A £950,000 agricultural mortgage application demands thorough preparation. Lenders will ask for at least two years of full farm accounts, ideally prepared by an accountant familiar with agricultural bookkeeping. Management accounts up to the current period are standard, along with cash flow projections that cover the full loan term.

If your farm receives Basic Payment Scheme or agri-environment payments, you should include these as evidence of stable non-trading income. For dairy, livestock or arable operations, yield records and forward contracts help demonstrate trading resilience. Where the loan funds a specific development such as a new parlour or grain store, include costed project plans and any planning consents.

Most lenders on this panel require a personal guarantee. Among those who publish their minimum turnover, NatWest starts at £300,000 annually, while Fleximize requires £150,000. Lenders will stress-test your projections against commodity price volatility and interest rate rises before approving a facility of this size.

Comparing interest rates and repayment terms on £950,000 farm loans

LenderTypical rate rangeTerm available
NatWest Bank4.5% to 10.5% per year1 to 25 years
Virgin Money4.5% to 10.5% per yearUp to 20 years
United Trust Bank5% to 12.5% per yearUp to 5 years
One Stop Business Finance1.6% to 3% per month3 to 18 months

Rates on farm loans vary sharply by lender type. NatWest and Virgin Money both publish annual rates from 4.5% to 10.5%, with terms stretching to 20 or 25 years. These suit established farms seeking long-term capital for land purchase or refinancing.
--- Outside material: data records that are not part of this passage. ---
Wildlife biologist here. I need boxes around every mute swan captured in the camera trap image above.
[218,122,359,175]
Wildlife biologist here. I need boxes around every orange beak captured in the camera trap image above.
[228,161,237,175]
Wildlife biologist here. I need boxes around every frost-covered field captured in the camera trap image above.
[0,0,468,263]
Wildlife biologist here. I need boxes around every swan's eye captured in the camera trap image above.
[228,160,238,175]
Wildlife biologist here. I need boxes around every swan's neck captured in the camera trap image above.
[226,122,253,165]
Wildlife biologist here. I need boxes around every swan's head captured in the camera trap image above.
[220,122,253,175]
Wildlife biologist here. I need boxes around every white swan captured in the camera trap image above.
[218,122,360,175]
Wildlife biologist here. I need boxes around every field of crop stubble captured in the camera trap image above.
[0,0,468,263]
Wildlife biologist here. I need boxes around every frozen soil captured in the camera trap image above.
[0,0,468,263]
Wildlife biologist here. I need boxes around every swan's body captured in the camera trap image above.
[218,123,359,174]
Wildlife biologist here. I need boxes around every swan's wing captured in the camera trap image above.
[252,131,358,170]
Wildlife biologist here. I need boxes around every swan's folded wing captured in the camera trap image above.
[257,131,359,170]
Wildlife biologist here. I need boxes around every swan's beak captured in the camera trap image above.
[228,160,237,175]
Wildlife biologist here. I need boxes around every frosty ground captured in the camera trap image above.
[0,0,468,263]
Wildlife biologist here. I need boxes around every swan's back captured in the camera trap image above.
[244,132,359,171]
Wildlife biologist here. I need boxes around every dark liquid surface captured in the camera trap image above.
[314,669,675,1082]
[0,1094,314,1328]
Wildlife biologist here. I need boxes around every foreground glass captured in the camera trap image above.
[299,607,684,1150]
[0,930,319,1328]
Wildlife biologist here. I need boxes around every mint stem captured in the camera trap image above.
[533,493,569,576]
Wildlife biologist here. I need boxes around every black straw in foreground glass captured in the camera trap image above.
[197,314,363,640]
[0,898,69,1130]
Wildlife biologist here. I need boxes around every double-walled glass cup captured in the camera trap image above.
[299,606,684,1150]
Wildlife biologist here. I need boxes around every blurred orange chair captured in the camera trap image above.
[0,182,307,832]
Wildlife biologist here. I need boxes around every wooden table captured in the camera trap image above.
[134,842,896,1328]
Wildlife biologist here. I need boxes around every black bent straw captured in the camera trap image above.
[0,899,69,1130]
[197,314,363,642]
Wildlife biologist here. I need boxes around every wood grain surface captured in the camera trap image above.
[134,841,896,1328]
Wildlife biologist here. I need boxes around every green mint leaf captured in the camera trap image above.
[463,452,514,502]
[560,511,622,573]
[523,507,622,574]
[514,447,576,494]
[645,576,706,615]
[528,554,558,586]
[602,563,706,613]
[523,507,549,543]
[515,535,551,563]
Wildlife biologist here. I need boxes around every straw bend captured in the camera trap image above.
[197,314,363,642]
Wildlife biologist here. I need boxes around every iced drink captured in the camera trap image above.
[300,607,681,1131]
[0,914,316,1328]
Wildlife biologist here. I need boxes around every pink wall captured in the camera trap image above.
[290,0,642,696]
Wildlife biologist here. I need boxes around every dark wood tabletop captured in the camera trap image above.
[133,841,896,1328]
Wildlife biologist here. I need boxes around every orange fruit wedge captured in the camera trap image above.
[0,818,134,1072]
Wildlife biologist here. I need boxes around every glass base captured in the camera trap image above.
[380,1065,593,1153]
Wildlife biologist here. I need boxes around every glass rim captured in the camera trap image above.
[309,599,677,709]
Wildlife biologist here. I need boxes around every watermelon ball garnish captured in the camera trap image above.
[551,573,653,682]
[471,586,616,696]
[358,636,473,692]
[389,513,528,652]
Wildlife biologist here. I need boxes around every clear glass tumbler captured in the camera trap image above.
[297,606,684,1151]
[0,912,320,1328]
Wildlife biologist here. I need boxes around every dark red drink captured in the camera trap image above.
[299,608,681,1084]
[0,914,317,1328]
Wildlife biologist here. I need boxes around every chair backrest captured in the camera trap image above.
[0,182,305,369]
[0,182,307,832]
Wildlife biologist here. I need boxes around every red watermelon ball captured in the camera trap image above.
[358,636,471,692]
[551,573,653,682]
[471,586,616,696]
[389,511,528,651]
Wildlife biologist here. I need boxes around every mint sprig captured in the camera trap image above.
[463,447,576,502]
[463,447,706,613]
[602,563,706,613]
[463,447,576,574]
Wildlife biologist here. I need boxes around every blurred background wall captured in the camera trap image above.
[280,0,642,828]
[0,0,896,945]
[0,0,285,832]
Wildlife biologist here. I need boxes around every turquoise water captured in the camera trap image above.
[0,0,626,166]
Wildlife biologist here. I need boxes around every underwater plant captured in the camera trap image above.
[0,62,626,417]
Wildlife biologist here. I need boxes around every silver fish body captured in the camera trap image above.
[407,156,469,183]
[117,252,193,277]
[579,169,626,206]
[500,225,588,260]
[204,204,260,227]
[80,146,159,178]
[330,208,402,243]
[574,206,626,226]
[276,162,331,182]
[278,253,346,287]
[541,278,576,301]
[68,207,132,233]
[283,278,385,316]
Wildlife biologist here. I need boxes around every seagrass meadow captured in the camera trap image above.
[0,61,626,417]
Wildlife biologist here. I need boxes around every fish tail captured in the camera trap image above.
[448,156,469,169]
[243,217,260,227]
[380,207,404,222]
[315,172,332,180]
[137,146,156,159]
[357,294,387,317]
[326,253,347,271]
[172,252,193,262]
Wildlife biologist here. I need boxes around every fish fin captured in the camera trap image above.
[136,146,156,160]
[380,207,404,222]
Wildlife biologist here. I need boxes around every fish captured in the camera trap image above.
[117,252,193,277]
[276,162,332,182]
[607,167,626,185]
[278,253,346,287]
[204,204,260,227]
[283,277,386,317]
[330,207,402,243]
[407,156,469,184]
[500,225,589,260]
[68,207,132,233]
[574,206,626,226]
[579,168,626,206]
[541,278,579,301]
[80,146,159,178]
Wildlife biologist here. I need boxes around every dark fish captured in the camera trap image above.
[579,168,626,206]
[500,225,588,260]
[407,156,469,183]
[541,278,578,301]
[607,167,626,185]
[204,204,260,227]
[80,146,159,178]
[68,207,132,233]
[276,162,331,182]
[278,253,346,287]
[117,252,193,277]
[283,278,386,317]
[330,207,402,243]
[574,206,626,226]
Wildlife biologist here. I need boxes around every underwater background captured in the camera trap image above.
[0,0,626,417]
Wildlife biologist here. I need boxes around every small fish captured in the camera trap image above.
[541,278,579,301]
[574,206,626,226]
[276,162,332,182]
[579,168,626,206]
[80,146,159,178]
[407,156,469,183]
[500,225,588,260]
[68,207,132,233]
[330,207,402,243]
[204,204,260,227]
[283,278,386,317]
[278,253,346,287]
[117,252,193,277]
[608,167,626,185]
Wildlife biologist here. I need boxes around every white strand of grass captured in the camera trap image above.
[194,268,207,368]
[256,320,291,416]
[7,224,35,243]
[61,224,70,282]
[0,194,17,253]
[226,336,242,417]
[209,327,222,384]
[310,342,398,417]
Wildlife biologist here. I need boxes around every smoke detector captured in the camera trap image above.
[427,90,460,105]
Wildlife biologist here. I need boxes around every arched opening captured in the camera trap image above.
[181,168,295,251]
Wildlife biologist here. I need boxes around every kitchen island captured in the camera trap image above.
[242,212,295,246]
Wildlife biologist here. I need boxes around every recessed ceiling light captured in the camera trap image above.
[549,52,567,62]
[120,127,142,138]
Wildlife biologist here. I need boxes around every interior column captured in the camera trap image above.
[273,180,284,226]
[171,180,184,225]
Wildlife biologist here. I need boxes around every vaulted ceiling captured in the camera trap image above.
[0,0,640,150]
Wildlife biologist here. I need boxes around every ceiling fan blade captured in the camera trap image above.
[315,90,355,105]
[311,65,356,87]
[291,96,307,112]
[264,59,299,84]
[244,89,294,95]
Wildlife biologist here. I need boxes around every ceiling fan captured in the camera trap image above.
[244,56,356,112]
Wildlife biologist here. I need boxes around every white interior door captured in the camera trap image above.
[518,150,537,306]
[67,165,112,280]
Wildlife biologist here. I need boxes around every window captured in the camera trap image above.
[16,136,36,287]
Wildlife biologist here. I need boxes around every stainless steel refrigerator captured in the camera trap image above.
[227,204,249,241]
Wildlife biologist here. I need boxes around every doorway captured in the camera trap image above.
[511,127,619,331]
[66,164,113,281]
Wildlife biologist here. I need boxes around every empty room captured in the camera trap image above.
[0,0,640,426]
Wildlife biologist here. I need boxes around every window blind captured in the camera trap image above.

At the shorter end, One Stop Business Finance offers monthly rates from 1.6% to 3% over 3 to 18 months, which can work for bridging a seasonal gap or funding urgent capital works.

For a £950,000 facility, even a small rate difference carries significant cost. Fixed-rate deals protect against future rises, while variable rates may start lower but expose you to market shifts. Agricultural lenders often accommodate seasonal repayment patterns such as annual or half-yearly instalments, which align better with harvest income than standard monthly repayments.